5 Tips to Reduce Employee Turnover

In my last blog, I wrote about the hidden costs of employee turnover. Unfortunately, there is no way to completely eliminate employee turnover, but there are ways to significantly reduce it. Here are 5 tips to reduce employee turnover:
1. People – I’m going to break this up into two parts:

  • Hire the right people – If you follow my blogs, you’ll recall that I’ve mentioned this concept on many occasions. It’s quite simple – if you hire the right person to begin with, you won’t have to worry about finding a replacement. Define the role clearly and make sure both yourself and the candidate understand it. Keep in mind that the most qualified person for the job may not be the best cultural fit within your office. You may need to compromise and settle for the candidate with the 2nd best work experience if they are a better cultural fit with your existing staff. If not, you may not only force this person out in a short period of time, but your existing employees may start to look elsewhere if they get frustrated enough.
  • Move on from the people who don’t fit – Sometimes you just have to know when to cut your losses. We all make mistakes and that’s OK. Once you realize you’ve made a mistake, you can’t just settle and let that person continue to work. You need to make a decision and show action. An employee who doesn’t fit can make a significant impact in the office – they could be “poisoning the well” and bringing down the morale of everyone around them. For example, if you have an employee who is constantly late and never receives any type of repercussions, other folks may get annoyed with that employee and eventually you for your lack of action. If you have an employee that sits at their desk watching videos or playing games on the computer instead of working, others will pick up on that and their work/effort will decline.
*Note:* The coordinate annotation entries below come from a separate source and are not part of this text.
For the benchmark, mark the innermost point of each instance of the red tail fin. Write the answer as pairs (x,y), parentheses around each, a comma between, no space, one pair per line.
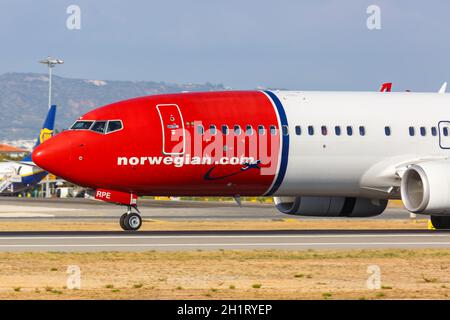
(386,87)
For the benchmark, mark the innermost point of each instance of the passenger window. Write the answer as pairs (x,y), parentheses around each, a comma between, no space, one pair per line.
(349,130)
(337,130)
(225,129)
(387,131)
(82,125)
(423,131)
(273,130)
(433,131)
(261,130)
(99,126)
(114,126)
(362,130)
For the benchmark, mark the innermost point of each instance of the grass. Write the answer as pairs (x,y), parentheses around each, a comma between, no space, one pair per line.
(338,274)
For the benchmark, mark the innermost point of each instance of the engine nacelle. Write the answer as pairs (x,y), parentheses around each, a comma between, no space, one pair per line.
(330,206)
(425,188)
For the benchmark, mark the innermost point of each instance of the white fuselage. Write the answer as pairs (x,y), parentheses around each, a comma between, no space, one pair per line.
(368,165)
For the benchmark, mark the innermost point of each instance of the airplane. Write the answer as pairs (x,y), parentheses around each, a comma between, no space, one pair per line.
(326,154)
(18,176)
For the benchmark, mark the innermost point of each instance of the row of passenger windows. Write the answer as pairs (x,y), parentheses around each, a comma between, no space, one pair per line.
(102,126)
(237,130)
(310,130)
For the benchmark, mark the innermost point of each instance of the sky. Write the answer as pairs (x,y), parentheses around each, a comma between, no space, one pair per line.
(243,44)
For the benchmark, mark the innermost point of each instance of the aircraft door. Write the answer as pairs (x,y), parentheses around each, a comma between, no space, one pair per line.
(173,134)
(444,134)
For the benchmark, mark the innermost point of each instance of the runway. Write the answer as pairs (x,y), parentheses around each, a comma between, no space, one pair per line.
(215,240)
(84,209)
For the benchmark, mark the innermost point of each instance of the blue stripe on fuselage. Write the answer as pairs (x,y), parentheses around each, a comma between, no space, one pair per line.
(285,146)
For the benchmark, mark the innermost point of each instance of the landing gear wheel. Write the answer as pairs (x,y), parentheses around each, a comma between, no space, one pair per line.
(122,221)
(132,222)
(440,223)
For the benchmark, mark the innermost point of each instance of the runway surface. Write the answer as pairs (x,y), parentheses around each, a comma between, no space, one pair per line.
(214,240)
(30,208)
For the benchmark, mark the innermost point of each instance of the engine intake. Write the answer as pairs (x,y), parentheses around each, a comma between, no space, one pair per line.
(425,187)
(330,206)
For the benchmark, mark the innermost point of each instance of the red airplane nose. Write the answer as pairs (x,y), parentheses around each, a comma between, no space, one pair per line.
(53,155)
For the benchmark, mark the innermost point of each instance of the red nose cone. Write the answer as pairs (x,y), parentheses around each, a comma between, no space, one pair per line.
(53,155)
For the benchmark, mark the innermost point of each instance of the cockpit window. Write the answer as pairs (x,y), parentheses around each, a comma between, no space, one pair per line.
(99,126)
(81,125)
(114,125)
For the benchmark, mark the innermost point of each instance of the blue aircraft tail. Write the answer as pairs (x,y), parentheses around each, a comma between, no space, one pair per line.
(46,131)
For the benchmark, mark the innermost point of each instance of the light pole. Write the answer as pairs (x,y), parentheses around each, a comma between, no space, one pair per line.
(51,63)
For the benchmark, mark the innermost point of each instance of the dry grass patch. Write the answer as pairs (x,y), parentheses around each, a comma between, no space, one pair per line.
(262,274)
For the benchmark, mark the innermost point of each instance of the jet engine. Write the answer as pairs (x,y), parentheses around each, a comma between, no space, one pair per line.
(330,206)
(425,188)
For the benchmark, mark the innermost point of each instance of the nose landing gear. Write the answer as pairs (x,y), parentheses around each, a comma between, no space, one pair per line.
(131,221)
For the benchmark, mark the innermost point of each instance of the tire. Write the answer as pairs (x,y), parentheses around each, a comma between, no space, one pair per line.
(133,222)
(122,222)
(440,222)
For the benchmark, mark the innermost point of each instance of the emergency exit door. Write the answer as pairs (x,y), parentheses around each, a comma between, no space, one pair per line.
(173,135)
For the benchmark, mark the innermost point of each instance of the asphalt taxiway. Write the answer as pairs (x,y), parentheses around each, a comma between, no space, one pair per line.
(215,240)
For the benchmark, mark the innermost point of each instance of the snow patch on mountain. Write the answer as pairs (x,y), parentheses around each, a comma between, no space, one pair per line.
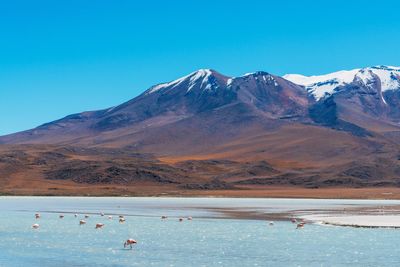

2. Compensation – If you’re trying to be cheap and aren’t paying a fair wage to your employees, can you really blame them for leaving you? Many companies offer very low raises (if any) and after a while, that employee is going to realize they can make much more money elsewhere. Review pay trends and stay up to date or you’ll lose some good people.

3. Recognize & Reward – You need to show your staff that you appreciate and value them. Some people are happy with a simple pat on the back or a verbal “way to go!”. Others may want cash. Find out what motivates your employees so you can properly reward them for a job well done. For example, I work with an avid golfer. Instead of a cash bonus, I may take him out for a round of golf at my expense. Another coworker of mine goes out to lunch every single day instead of bringing a lunch. For him, a gift card to one of his frequently visited restaurants may be a good idea.

4. Flexibility – This refers to work/life balance. If you don’t give your employees down time and expect them to work around the clock for you, you’re going to push people away. Family time is important and if you don’t allow your employees to have some time to focus on themselves, you’re going to burn them out. Employees understand that sometimes a little extra work is needed and they’ll put in the time and effort, but if you’re a micro-manager who expects your team to be available at all hours of the night and on weekends, you better start looking for replacements.

5. Development & Growth – Most employees look to develop their skills and improve on their work experience. If you’re not placing an emphasis on developing your staff, chances are they’ll start looking elsewhere. Also, most employees will want to advance in the company. If you won’t promote internally and always look to hire someone new from outside of your company, you’re sending a message to your team that they aren’t qualified or that you don’t care.

Use these tips to help build the right culture in your organization and keep the employee turnover rates down. By doing so, you’ll see your best employees stay and your business will be productive for many years.